First, the attorney at Bona Fide Bankruptcy explained to Jane that none of the CARES Act and PUA money is included in the “means test” for Chapter 7 bankruptcy. Because Jane had little to no other income (other than her CARES Act and PUA benefits) during the past six months, Jane will likely qualify for a Chapter 7 Bankruptcy.
If Jane decides to file for a Chapter 7 bankruptcy, generally all her contracts will be voided and an automatic stay will be put into place, which means that Jane can’t be sued while her bankruptcy is pending and she will no longer be further obligated to perform services. In the absence of fraud, the brides-to-be will have little recourse. However, if after filing the bankruptcy, Jane wishes to fulfill her obligations under the contracts (in order to maintain her business reputation in the community) she is free to do so.
The only complicating factor for Jane will be the “means test” which will determine whether she qualifies for a complete liquidation. If Jane accepted wedding deposits for events in the future, and those deposits were “earned on receipt,” then any deposits she received may be deemed “income” under the “means test.” The size of the deposit(s) collected within the six (6) month look-back period may crucially impact Jane’s Chapter 7 eligibility.

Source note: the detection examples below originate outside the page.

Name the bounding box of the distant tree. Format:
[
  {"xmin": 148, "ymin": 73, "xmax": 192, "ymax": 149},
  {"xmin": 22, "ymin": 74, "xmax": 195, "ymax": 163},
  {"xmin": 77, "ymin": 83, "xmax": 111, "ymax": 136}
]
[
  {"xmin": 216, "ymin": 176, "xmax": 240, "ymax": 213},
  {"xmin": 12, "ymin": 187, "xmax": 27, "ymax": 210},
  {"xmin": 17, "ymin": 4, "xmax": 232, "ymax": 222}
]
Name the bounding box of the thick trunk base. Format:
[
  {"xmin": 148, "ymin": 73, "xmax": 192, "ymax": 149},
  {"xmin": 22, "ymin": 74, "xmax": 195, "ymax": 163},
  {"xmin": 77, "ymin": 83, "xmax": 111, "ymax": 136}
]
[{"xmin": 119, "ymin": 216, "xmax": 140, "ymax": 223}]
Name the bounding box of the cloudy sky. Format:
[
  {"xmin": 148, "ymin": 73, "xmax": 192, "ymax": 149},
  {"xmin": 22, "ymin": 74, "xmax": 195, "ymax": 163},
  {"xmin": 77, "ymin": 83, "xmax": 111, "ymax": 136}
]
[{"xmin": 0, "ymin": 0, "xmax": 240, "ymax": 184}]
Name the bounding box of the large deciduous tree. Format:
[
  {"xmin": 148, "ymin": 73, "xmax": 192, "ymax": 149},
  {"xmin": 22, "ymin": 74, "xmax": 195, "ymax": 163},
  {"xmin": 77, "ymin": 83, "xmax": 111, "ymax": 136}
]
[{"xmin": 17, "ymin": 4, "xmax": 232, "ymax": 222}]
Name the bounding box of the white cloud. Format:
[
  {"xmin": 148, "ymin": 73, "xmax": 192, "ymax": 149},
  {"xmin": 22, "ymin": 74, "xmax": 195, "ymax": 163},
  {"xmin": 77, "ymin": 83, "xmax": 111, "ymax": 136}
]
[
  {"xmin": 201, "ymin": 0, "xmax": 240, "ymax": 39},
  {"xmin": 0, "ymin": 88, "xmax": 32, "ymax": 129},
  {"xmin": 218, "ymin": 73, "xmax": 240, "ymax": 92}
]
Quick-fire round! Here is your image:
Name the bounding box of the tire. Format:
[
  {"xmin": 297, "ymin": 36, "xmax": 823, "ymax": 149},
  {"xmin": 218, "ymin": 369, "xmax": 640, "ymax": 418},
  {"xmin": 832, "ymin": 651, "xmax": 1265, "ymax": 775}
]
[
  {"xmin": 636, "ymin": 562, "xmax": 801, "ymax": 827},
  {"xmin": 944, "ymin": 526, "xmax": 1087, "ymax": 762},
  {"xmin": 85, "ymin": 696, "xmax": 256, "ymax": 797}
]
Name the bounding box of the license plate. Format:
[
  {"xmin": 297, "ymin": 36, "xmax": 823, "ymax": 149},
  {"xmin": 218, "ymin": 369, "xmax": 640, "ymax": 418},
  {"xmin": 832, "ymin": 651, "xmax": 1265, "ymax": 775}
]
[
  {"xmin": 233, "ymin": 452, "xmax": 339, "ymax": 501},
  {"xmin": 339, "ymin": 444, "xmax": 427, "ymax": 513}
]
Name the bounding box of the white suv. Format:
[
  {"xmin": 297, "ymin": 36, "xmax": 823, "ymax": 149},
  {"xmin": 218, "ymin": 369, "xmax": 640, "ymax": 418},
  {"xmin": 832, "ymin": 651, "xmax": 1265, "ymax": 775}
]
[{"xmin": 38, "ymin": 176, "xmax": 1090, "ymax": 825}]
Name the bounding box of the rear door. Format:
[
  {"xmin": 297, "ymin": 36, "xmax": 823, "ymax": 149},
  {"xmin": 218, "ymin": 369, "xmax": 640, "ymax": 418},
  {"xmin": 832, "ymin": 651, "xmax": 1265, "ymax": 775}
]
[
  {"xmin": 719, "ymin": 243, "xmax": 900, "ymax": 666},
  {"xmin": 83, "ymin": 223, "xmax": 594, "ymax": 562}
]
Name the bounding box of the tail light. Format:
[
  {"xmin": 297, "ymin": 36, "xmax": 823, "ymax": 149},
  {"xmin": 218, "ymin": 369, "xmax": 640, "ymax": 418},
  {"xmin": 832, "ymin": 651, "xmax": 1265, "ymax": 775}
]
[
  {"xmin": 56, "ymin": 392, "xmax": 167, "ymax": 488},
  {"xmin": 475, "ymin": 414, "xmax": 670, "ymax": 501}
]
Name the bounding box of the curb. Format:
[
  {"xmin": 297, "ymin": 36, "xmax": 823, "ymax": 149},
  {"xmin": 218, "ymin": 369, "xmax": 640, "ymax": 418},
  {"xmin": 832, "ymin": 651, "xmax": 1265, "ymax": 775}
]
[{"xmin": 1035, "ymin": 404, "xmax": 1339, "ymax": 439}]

Evaluation of these situations can become detailed and fact dependent based upon the wording of the contracts signed, norms in the industry, and the parties’ reasonable expectations.
Jane’s situation becomes a bit trickier if she wishes to explore Chapter 13 reorganization where she keeps most of her important possessions, possessions secured by loans, leases, or other “stuff” associated with moving her business forward. If Jane has made more than the median income for her family size during the prior six months (remember PPP money, enhanced unemployment benefits, disaster loans, or other CARES ACT benefits or loans likely does not go into the income equation) then she may need to explore an option that also looks forward and not just backwards. In this scenario, Jane may be in a position to enter a reorganization plan where she keeps most of her important assets but pays a significantly reduced rate to both secured and unsecured creditors.
Regarding Jane’s PPP loan, the entire loan with interest is dischargeable in bankruptcy as long as Jane did not commit any fraud when applying. For example, if Jane is self-employed, then she can qualify for loan forgiveness up to 2 ½ months worth of her 2019 net profit to replace her lost pay. The remainder of her PPP loan (the unforgiven portion) has to be paid back with interest, unless it is discharged through bankruptcy. (Although, there is no personal guarantee on any PPP loan.)
As far as forgiveness is concerned, if Jane is an employee of her business and receives a salary, then Jane must devote at least 60% of her PPP loan proceeds to payroll costs before she can receive complete PPP loan forgiveness. Other significant factors impacting PPP forgiveness have to do with Jane’s payroll payment period of either eight (8) or twenty-four (24) weeks, when Jane received her PPP funds, and what other qualifying expenses upon which Jane spent her PPP loan funds. Guidance on these issues continues to evolve as banks prepare to accept forgiveness applications. If ultimately Jane does not receive complete PPP loan forgiveness, then she will be obligated to pay the remainder of her loan with interest. But again, there is no personal guarantee on any PPP loan and the remainder of any non-forgiven PPP loan can be discharged in bankruptcy.
Finally, if Jane needs to move after the eviction moratorium is lifted, she can discharge any back rent, interest, and penalties in bankruptcy. She can also keep up to $6,000 of equity in her vehicle and she can likely discharge her credit card debt in a Chapter 7 bankruptcy.
Jane is glad she decided to consult with Bona Fide Bankruptcy Attorneys, PLLC, sooner rather than later, and because she anticipates her wedding business rebounding soon, she decided to file her Chapter 7 bankruptcy now. After the pandemic, Jane is looking forward to a Fresh Start.